Thursday, February 25, 2010

'Compton Cookout'? Not the Racial 'Crisis' it's Cracked Up to Be

At the Los Angeles Times, "Students Walk Out of UC San Diego Teach-In." The first thing I noticed is the tears streaming down the young woman's face. What's causing her so much pain? It's hard to see at the screencap, so look closely at the original image.

At issue was an off-campus party thrown by a fraternity and promoted as a "Compton Cookout." Women were invited to attend as "'ghetto chicks' with gold teeth, cheap clothes and 'short, nappy hair'."

Now this is not something I would organize, sponsor, or endorse, but as distasteful as the "Compton Cookout" appears, it's seen more as a catalyst of racial outrage for percieved slights and injustices. As the Times reports:

The controversial party, she and others contended, was just the spark that ignited long-simmering ethnic tensions on the campus.

According to UC systemwide data, UC San Diego enrolled the smallest number of black freshmen last fall of any of the nine undergraduate campuses, 46 students out of a class of 3,749. Overall, officials say, about 1.6% of the campus' 23,143 undergraduates are African American, among the lowest percentages in the UC system.
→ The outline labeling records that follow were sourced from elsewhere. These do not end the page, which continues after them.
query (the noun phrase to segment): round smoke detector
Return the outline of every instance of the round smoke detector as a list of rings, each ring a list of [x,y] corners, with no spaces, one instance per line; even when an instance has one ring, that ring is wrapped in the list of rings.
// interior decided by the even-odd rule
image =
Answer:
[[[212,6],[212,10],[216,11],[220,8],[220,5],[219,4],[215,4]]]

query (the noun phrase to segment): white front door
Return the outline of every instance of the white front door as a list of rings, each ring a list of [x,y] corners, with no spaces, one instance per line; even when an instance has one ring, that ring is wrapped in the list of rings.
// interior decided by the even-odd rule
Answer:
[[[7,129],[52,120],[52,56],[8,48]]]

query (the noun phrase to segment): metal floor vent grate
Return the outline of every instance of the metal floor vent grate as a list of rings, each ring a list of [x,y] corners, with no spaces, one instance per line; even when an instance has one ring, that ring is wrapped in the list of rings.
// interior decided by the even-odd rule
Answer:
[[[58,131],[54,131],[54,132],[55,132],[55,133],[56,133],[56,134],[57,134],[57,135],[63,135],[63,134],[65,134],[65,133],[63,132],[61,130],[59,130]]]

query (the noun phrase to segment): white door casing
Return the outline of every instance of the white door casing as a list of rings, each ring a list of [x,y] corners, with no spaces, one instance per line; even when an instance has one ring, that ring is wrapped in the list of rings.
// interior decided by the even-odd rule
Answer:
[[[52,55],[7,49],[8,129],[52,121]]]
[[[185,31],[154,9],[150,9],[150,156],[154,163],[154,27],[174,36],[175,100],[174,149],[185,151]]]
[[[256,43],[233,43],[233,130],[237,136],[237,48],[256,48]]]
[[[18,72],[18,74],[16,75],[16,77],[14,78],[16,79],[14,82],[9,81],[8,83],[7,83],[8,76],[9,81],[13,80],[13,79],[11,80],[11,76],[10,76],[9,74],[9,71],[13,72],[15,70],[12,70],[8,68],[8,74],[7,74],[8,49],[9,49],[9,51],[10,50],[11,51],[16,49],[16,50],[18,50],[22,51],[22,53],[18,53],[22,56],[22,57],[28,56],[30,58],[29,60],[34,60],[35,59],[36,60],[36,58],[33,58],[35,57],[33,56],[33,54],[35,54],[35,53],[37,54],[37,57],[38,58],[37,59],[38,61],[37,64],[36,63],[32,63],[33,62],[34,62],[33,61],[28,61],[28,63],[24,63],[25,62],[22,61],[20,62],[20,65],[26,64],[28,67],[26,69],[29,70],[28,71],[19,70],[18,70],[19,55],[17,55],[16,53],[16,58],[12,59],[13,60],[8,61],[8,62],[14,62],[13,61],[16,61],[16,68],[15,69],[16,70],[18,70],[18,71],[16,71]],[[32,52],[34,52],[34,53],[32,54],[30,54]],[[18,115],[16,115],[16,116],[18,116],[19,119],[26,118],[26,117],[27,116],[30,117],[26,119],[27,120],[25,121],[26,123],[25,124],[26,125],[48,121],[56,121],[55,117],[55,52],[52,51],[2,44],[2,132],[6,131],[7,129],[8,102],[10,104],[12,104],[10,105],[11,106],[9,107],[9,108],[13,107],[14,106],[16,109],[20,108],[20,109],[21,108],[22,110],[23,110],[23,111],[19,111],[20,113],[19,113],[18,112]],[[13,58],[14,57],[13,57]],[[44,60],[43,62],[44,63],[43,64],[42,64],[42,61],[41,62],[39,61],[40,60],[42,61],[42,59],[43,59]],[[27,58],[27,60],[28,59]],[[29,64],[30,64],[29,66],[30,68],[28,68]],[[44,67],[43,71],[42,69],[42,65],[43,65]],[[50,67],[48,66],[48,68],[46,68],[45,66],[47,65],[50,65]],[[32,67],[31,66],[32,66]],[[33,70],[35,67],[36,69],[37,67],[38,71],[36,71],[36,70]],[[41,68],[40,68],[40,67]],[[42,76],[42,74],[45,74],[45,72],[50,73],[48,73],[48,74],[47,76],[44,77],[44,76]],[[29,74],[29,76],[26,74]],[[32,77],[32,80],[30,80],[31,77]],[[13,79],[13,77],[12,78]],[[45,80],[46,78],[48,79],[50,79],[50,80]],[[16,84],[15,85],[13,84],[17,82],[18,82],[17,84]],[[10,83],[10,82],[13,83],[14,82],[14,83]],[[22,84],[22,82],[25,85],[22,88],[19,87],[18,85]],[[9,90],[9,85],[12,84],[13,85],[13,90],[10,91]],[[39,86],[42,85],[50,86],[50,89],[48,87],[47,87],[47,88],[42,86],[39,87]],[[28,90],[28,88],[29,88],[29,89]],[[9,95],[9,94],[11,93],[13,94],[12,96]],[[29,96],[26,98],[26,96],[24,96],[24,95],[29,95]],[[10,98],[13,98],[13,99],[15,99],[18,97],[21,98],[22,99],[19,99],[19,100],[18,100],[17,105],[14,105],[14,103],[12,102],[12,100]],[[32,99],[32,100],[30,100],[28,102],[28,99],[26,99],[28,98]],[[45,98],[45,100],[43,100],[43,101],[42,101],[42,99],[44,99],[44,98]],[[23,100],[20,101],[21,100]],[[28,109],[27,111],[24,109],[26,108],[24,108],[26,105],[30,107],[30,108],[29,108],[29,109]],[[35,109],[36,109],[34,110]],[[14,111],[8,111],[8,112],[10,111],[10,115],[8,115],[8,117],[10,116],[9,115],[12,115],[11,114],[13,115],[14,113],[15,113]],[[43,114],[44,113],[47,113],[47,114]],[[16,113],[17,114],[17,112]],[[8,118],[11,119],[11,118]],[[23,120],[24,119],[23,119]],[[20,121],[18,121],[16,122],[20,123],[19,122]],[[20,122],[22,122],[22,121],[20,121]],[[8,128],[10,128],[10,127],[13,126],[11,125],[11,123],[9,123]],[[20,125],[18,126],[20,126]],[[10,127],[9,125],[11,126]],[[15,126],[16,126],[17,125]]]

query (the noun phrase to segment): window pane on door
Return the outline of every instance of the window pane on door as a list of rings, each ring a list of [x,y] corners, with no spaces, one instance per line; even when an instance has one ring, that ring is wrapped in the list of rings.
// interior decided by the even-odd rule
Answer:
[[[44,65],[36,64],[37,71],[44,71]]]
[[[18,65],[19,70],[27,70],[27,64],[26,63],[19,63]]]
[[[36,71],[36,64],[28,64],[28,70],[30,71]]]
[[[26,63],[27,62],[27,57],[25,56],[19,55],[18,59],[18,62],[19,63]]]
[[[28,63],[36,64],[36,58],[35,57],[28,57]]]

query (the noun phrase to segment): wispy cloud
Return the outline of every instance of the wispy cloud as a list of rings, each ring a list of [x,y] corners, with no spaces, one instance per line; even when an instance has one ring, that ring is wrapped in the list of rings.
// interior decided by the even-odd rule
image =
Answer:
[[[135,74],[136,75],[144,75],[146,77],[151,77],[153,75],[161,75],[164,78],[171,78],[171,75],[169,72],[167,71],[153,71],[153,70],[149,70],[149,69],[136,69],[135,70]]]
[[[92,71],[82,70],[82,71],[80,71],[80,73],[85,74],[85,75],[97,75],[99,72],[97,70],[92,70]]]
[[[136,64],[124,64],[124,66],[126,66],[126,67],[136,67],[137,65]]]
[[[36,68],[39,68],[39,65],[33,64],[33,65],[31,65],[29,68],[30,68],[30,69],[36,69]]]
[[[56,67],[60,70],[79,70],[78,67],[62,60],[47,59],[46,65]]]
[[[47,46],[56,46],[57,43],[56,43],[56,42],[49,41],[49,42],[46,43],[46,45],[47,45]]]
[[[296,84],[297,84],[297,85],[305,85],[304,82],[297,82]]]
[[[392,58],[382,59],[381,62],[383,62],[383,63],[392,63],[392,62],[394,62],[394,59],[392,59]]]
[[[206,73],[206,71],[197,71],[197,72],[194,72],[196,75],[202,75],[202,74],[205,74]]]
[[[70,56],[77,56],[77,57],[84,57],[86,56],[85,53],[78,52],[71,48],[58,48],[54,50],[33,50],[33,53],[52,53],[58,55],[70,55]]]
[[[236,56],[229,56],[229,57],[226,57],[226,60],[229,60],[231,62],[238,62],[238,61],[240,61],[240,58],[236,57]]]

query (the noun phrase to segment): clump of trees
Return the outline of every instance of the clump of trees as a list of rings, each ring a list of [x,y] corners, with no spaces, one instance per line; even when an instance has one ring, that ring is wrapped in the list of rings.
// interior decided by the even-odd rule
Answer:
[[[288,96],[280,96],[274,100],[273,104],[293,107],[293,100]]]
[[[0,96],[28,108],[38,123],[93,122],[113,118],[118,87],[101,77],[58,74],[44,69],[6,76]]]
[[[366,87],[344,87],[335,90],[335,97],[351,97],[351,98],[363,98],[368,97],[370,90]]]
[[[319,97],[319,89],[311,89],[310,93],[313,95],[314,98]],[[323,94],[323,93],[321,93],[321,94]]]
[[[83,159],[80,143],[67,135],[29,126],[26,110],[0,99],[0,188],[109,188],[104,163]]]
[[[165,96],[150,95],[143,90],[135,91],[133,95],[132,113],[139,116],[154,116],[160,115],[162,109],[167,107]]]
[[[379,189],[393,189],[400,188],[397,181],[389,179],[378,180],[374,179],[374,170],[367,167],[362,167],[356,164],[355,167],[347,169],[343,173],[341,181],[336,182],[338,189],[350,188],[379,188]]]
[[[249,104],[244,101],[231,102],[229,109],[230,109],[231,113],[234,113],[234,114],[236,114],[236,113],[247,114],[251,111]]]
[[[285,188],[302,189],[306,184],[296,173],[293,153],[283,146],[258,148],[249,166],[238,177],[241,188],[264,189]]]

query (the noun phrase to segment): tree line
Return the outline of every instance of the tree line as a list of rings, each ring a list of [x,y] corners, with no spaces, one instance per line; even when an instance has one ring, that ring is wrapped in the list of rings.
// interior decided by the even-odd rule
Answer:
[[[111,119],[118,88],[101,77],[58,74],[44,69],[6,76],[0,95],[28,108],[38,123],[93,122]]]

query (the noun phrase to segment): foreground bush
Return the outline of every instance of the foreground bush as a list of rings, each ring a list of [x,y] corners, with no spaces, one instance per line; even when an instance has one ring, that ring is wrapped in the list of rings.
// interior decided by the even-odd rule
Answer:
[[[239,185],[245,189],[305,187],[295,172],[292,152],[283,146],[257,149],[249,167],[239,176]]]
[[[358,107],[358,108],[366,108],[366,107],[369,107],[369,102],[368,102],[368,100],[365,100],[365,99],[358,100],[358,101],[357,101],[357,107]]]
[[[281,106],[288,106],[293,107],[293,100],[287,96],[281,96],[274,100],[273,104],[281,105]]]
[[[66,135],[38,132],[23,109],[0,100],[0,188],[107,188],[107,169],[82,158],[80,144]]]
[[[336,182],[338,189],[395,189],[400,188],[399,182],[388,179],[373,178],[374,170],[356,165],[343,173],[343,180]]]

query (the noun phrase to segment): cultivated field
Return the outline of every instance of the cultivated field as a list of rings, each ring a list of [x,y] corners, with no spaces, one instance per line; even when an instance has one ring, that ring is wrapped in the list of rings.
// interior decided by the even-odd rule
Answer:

And while I have little affinity for Earl Ofari Hutchinson's politics, he suggests that the frat party was not only organized by white and non-white students, but was an artifact of the wider culture:
The Compton cookout, of course, was the boneheaded stunt by a handful of white and non-white students at an off campus to mock, poke fun at, and revel in what's presumed to be the sway and swagger of ghetto life. There's a problem, actually, two problems with this. The air head students couldn't conjure this up from whole cloth. They aren't that imaginative. They lifted the wording for the invitation for the cookout from the online Urban Dictionary web site. The site has parlayed an online commercial empire out of irreverent lampooning of slang words and phrases, and then hustling some slang laced products at a pretty penny. There are nine Compton cookout mugs, banners, tee shirts and mouse pads scrawled with inscriptions and jive talk on the items, some with a hefty price tag. There's also evidence that the UCSD racial spoofery is not isolated, that students at other campuses have had their own versions of Compton Cookouts.

"Naw, `hoe' is short for honey." (Dr. Dre, "Housewife")

That's the minor problem. The bigger problem is that Urban Dictionary, as the UCSD students, couldn't conjure up the Compton Cookout inanity from whole cloth either. They've had overgenerous help from the endless parade of gangster rappers, some black filmmakers, and comedians continue to routinely reduce young black women to "stuff," "bitches" and "hoes." Their contempt reinforces the slut image of black women and sends the message that violence, mistreatment and verbal abuse of black women are socially acceptable. Despite lawsuits, protests and boycotts by women's groups, gangster-themed films and rap music still top the popularity charts. Hollywood and music companies rake in small fortunes off them, and so do a few rappers.
And here's this from Jusneet Beasley of Marshall College:
Obviously, PIKE [Pi Kappa Alpha] is made up of entitled young WASPs who just want to get fucked up and have fun. Instead of protesting some insignificant fraternity’s barbecue bash, I believe that concerned UCSD administrators should focus their attention on real problems that the student body can endeavor to change. We, as a generation, see how the American political system is failing due to outdated bipartisanship. But instead of encouraging the student body to come together to protest and make real change, the administration has resorted to sending e-mails condemning inappropriate frat parties. Grow up, UCSD.
But all of this is unimportant to the race-mongering grievance industry. Just today 17 students were arrested at UCI during a sit-in protesting the "‘Compton Cookout’ incident at UC San Diego ..."

The frat party was in bad form, but it's not the real reason for the cries of "racism." Those are found way deeper in the victimology culture that chains down black Americans in the left's self-segregating culture of under-achievement and blame.

It's time to lift up the race, not beat it down further by inflamming manufactured outrages that mask larger issues internal to black Americans and their culture.